Transport of Escherichia coli and F-RNA Bacteriophages in a 5-M Column of Saturated, Heterogeneous Gravel

The relative transport and attenuation of bacteria, bacteriophages, and bromide was determined in a 5 m long × 0.3 m diameter column of saturated, heterogeneous gravel. The average pore velocity (V), longitudinal dispersivity (α x ), and total removal rate (λ) were derived from the breakthrough curves at 1, 3, and 5 m, at a flow rate of 24.8 L h−1. The experiments largely confirmed the differences in transport and attenuation patterns among bacteria, phages, and bromide, and between colloid-associated and “free” microorganisms, previously observed in a study using homogeneous pea gravel. Cultured Escherichia coli J6-2 cells were transported faster than phage MS2 and bromide, consistent with velocity enhancement of the larger particles. The evidence for velocity enhancement of phage MS2 compared with bromide was less conclusive, with some evidence of retardation of the phage as a result of adsorption–desorption processes in the finer media.
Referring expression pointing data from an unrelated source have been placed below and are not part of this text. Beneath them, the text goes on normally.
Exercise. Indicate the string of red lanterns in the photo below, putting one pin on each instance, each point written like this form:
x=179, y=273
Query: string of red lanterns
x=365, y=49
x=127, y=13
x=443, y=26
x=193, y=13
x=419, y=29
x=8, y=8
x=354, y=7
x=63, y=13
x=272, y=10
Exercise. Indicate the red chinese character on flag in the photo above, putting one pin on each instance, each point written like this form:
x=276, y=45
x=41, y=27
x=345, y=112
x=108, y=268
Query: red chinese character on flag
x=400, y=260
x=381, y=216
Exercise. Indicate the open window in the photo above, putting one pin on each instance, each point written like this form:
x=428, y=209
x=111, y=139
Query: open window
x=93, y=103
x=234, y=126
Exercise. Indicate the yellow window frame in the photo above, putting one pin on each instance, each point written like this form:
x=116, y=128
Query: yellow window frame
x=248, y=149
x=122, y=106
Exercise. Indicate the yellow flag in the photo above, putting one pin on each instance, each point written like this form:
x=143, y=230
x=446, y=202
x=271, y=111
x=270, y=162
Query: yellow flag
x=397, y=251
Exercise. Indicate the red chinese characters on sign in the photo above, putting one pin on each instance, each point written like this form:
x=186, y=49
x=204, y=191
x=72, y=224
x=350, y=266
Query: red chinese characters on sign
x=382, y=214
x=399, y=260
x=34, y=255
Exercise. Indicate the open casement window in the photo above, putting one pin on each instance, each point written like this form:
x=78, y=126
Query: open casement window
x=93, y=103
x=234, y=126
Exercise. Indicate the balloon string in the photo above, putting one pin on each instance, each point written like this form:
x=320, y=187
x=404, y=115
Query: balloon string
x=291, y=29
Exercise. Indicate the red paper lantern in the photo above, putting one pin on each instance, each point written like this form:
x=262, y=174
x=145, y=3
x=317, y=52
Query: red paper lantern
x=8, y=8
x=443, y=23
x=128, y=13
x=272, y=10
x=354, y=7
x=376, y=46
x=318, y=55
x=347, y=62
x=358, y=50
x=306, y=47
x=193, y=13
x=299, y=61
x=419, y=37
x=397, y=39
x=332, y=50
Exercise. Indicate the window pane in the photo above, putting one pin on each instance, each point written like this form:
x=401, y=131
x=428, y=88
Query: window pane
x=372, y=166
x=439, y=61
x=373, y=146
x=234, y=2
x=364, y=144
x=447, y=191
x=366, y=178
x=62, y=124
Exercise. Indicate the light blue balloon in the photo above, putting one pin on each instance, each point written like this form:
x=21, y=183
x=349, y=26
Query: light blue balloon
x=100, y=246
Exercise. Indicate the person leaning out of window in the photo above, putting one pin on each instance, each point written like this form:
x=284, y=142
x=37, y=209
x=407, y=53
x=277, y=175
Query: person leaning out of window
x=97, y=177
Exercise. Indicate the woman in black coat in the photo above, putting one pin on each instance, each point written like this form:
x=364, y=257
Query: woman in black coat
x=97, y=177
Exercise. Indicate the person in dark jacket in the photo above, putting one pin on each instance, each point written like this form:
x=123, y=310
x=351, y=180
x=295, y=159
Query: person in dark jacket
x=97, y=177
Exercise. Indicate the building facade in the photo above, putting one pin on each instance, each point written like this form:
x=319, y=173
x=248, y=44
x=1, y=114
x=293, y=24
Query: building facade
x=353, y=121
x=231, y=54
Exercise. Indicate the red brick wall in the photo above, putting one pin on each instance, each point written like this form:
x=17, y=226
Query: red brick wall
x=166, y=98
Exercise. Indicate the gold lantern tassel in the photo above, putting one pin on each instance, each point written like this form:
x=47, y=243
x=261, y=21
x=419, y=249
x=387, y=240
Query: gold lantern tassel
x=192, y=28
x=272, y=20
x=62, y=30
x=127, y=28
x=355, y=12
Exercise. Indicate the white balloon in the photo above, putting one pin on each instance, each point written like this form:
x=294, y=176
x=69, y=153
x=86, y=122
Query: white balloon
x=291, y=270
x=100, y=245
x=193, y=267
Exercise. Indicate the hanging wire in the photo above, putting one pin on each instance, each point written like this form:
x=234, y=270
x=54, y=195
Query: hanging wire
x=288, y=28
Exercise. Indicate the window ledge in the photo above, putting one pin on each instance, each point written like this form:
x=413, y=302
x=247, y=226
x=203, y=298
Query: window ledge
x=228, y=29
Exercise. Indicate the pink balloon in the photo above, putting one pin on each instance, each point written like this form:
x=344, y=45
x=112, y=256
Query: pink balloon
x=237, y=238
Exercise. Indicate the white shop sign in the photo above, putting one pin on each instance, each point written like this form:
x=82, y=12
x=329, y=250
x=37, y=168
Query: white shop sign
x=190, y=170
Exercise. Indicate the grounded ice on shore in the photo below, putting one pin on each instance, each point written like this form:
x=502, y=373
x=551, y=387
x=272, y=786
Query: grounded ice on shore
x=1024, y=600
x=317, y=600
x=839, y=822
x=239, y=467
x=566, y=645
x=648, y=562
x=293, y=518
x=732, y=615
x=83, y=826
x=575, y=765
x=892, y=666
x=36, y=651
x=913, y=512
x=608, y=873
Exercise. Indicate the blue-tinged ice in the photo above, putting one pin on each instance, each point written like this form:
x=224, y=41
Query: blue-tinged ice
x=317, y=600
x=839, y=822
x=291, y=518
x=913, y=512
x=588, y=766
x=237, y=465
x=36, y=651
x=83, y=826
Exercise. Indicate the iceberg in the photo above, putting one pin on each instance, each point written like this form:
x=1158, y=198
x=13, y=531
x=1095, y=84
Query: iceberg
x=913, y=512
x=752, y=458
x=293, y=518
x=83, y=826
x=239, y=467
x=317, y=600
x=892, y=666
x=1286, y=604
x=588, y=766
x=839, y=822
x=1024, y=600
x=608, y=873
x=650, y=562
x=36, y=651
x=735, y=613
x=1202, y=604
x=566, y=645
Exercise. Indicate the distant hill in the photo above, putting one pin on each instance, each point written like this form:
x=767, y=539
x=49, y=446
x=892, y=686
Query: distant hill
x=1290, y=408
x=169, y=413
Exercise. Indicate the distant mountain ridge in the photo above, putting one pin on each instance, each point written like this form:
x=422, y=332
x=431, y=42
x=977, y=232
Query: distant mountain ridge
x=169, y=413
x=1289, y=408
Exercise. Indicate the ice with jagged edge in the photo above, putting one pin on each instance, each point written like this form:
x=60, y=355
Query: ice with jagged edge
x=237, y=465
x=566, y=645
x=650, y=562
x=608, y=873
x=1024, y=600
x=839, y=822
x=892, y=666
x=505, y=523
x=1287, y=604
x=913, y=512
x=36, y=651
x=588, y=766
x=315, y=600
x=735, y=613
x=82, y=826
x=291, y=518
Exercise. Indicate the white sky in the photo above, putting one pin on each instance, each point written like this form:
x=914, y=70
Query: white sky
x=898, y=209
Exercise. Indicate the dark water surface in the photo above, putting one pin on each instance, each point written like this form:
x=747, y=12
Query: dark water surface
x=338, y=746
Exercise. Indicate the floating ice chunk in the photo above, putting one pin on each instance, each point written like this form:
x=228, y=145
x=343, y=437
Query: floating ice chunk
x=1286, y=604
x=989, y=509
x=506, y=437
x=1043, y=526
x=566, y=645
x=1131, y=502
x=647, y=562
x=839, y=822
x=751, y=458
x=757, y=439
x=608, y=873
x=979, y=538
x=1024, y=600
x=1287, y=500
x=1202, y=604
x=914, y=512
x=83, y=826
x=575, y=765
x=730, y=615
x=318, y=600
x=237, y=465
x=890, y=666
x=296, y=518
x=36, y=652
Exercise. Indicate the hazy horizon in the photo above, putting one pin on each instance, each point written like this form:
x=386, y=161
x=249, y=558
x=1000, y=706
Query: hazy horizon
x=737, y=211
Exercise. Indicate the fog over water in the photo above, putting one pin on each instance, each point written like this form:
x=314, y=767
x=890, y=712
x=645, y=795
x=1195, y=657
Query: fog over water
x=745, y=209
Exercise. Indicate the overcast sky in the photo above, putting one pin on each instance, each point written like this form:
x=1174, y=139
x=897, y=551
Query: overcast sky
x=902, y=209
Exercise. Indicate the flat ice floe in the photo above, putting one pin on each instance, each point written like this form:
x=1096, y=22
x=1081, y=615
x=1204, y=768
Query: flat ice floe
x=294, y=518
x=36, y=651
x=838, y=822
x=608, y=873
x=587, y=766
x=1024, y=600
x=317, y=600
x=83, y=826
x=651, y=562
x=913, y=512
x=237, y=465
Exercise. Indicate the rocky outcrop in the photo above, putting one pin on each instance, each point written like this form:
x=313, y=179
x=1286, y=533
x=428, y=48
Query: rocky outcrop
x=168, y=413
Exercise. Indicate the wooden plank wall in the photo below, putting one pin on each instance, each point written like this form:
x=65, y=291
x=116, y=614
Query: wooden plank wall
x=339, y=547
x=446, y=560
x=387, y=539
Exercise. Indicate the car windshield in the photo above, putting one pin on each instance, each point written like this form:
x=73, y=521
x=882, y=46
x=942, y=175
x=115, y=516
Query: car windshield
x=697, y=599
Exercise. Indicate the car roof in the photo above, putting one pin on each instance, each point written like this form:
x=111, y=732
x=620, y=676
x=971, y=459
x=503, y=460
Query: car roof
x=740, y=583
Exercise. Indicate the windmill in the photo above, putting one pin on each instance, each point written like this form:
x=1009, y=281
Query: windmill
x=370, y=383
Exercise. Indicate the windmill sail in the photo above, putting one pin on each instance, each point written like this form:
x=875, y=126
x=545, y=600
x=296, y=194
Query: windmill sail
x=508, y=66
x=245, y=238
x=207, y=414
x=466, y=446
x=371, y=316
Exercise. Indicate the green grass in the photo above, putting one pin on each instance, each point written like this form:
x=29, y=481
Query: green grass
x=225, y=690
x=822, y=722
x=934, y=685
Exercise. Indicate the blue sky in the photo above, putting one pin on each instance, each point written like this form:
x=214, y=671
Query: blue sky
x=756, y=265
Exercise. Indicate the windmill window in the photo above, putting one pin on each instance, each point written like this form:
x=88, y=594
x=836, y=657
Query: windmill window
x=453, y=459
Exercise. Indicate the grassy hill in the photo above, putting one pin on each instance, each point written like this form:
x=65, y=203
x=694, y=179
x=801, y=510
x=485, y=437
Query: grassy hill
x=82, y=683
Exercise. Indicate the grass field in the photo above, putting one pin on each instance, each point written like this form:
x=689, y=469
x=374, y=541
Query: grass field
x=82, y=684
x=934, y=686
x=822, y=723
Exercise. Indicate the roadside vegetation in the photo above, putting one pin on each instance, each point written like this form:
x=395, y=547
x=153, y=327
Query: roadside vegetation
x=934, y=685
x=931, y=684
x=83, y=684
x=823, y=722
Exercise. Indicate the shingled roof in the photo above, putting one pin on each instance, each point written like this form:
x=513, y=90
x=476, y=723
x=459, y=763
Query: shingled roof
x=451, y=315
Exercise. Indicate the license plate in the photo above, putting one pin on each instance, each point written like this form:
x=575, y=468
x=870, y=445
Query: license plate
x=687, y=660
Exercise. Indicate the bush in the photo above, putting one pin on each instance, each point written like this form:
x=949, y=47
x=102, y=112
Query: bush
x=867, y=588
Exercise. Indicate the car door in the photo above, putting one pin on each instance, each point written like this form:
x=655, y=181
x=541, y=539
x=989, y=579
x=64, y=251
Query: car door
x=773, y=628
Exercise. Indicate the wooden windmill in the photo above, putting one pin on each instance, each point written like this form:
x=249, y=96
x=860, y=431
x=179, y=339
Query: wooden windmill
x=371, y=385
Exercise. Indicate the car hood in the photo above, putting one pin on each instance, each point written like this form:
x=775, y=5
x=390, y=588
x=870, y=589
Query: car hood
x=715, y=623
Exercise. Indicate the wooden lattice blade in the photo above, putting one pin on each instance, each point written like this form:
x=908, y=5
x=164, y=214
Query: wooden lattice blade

On average, phage in sewage and adsorbed to kaolin particles were transported faster than free phage, suggesting that most sewage phage are adsorbed to colloids. However, average velocities of cultured and sewage E. coli differed far less, suggesting that most E. coli in sewage exist as individual (non colloid-associated) cells. There was no conclusive evidence that the wider pore size range in the heterogeneous mixture compared with pea gravel increased velocity enhancement effects. Removal rates of free phage were far higher than in the pea gravel, and were attributed to adsorption in the finer materials. Equivalent increases in removal of cultured and sewage E. coli and colloid-associated phage were attributed to straining in finer materials and settling in quiescent zones. Inactivation (μ) rates (determined in the pea gravel study) indicated little contribution to removal of either free or attached microorganisms. The results showed the importance of association with colloids in determining the relative transport of bacteria and viruses in alluvial gravels.